Perhaps its worth comparing the .map files to see how memory allocation differs with this patch.
>Also seems my assertion #2 is flawed for coldfire - vect_copy indeed seems to run faster than memcpy (anyone know why that should be)
amiconn once told me that different code should be used for IRAM access then DRAM access in order to maximize write performance. I don't really understand why, but it seems to make a pretty big difference for WMA:
http://svn.rockbox.org/viewvc.cgi?view=rev&revision=18228
This could be an issue where the memcpy isn't optimal because of IRAM or DRAM use. You may want to ask amiconn about it.
Updated patch. This also now incorporates both the patches from
FS#10140also.Patch also now has /*comment*/ instead of // comments, and also includes patched apps/codecs/lib/* (to also incorporate
FS#10140, plus using memcpy for vect_copy on arm). Note that apps/codecs/lib/* does NOT have the vorbis trick of delaying the shift in vect_mult until we do the vect_add : thinking that apps/codecs/lib/* is generic, I shouldn't assume that anyone using the lib would always and only call vect_add after vect_mult. So that optimisation is only in libtremor.On coldfire-h120 I now see an extra 1MHz improvement (rather than worse performance than svn). (That's extra on top of
FS#10140). So about 2MHz improvement over svn.On ipod-video-64MB I now see about 2MHz improvement over current svn.
nls - would be interested to know what performance difference you get on your test files.
Does anything actually use those vect_xx functions in codecs/lib/ ? I couldn't see anything..
Good work!
I'll want to do more tests before committing
It causes a noise sound with high probability after processing to seek.
When a noise occurs once, my e200 continues producing a noise till rockbox initialize the libtremor again.
If iram_pcm_storage > pcmend (i.e. we have at least one pcm buffer in iram), then we need to setup the buffer pointer, but only once.

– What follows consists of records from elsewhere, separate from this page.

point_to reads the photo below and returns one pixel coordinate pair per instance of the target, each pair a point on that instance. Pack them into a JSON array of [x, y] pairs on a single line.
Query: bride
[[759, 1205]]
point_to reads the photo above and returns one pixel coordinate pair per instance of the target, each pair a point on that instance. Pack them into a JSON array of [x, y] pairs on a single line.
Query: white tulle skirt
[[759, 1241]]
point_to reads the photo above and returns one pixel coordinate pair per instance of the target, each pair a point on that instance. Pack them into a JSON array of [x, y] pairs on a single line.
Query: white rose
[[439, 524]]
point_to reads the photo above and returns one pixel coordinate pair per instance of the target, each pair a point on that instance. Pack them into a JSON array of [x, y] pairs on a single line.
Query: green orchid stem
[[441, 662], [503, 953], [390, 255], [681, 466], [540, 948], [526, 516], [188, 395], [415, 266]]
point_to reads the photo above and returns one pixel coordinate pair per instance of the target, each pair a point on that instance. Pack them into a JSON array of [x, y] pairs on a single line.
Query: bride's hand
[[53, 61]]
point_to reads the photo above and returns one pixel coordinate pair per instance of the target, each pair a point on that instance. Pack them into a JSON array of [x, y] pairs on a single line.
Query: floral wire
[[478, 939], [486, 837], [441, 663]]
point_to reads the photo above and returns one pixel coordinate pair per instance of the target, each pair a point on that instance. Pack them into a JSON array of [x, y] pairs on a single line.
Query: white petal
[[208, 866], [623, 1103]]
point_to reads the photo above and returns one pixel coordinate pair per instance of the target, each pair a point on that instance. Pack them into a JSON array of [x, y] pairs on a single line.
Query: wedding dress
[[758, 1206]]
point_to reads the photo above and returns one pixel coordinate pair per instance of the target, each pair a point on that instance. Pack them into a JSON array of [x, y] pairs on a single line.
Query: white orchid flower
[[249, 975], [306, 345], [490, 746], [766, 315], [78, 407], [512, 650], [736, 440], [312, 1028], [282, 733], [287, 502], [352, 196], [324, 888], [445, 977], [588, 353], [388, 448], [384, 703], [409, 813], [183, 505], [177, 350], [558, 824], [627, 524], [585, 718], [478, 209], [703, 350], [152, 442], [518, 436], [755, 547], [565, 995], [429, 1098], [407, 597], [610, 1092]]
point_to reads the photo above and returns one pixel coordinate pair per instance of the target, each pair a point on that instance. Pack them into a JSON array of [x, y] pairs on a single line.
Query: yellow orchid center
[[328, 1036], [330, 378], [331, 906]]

From that point onwards, it should either flip automatically after each block (if we have two pcm buffers in iram), or the buffer will remain unchanged (if we do a memcpy between that buffer and the one in regular mem). Either way, we shouldn't reset the buffer pointer in synthesis - the buffer pointer is under the control of block.c
Except - on track change when bitrate changes and we now need a pcm buffer that doesn't fit in iram. (and from that point it should behave as before, with buffer pointer managed by block.c - in this case if the pcm buffer doesn't fit in iram then the buffer pointer doesn't need to change at all since we will always memcpy rather than buffer flip)
Except - on track change when the bitrate changes to something smaller again, and we go back to a pcm buffer that does fit into iram, when we need to reset the buffer pointer again to an initial state that is consistent between both synthesis.c and block.c.
I think I hadn't appreciated that seeking will go through vorbis_synthesis_restart - so maybe after a seek we just need to reset buffer pointers again to be consistent in both block.c and synthesis.c
Now actually, if the pcm buffer doesn't fit in iram (synthesis.c) we probably shouldn't care about reset_pcmb at all - we should always create a buffer in mem. So I think one other thing that's missing is the logic to selectively oggfree the vb->pcm buffer if it wasn't in iram. I'm not sure where that went, thought it was there but can't see it right now ..
The 2nd PCM buffer is initialized after processing to seek now.